Friday, May 17, 2013

ST PETERSBURG DAY 3, AFTERNOON ADVENTURES

After leaving the market, the photographic record grows a little hazy.  We had a very nice lunch featuring singing and dancing, and a quite fine chicken kiev.










By then it was raining.  Really raining.  Hard.  So some left for the bus, but we headed across the street to the Cathedral of Christ on the Spilled Blood.  Since we know you are interested, in Russian:  Церковь Спаса на Крови, Tserkovʹ Spasa na Krovi.  

It looks a lot like You Know What in Moscow.  


This church was built on the site where Tsar Alexander II was assassinated and was dedicated in his memory.  At the time there was unrest because of the continuing enslavement of the serfs, which was becoming increasingly untenable at the time.  The assassination may have abruptly altered world history, since turned out that when he was attacked, the Tsar had in his pocket a proclamation that would have eased the serfs' situation considerably.  Had the assassination not occurred, some speculate that the revolution might have been avoided, and Russia might have transitioned into something resembling western democracies.  

Construction began in 1883 and not completed until 1907.  So although it looks much like St.
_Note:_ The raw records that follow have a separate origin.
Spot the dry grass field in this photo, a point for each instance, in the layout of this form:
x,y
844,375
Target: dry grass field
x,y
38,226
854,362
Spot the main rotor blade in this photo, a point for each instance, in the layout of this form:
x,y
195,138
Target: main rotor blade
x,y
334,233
Basil's in Moscow that was built hundreds of years earlier, it is fairly modern.

It was raining pretty hard, we have few photos of the exterior (check in another day for more), but we were dazzled by the interior.



The Church contains over 7500 square yards of mosaics, perhaps more than any other church in the world.  Dazzling.


It was never actually used as a church, but as a memorial to Alexander II.  It was looted in the revolution, and closed in 1930.  It was used as a morgue during WWII, and then as a vegetable warehouse.  Restoration took 27 years, from 1970 to 1997.  It has not been consecrated as a church, so it is now officially a Mosaic Museum.  No wonder. Everywhere you look there is color, movement, depth and richness, all from the magnificent mosaics.



















Dazzling.

From the church we went to an excellent lecture about Russian ballet, and a tour of the Rimsky-Korsokov Museum.